Weight: 69,8 kgs
Sorry for not bloggin yesterday (although who am I apologising to?)
Had a pretty busy day. I didn't make it to the gym, but I did do some Body Balance in the lounge room in the morning :) Today, though, I'm going to Balance and Pump at the gym and will hopefully get some cardio in beforehand.
As you can see my weight has hardly changed, but god considering the amounts I have been eating I should have gained at least a kg already! It needs to stop. Last night I had stacks of nanna's homemade cookies, and some chocolate, but then I also had an incecream. Secretly. I felt so gross. I didn't need it. Why did I do it?
I really don't want to spend every day here bingeing. It's so crap. But I know complaining doesn't help (because isn't that what I have been doing for the past few days?). I guess I just have to stop this from becoming more of a habit before it's too late. Caus let's face it, I'm doing this mainly because it's habitual, cause I am used to going to bed feeling kinda gross, like I've eaten too much sugar.
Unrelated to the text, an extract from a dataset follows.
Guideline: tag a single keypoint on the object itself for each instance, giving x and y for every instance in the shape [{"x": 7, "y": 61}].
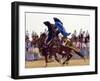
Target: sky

And it shouldn't be like that.
I think what I need is some positive reinforcement. Although I have put on weight since I was last here, it doens't mean that I can't lose it again. And even moreso, it doesn't mean that I will keep putting on more and more. Cookies and Christmas treats taste good in moderation, too. I don't need to binge on them. If I have a cookie today, I can have another one tomorrow. It's not like I will taste anything for the last time today. So I don't need to eat it all at once. There is no point in getting myself down about my weight, because it will only make me binge. I don't need to binge. I am not defined through an eating disorder. Actually, let's say that again: I am not defined through an eating disorder. And that means that I don't have to binge.
These are my decisions, and I can change them.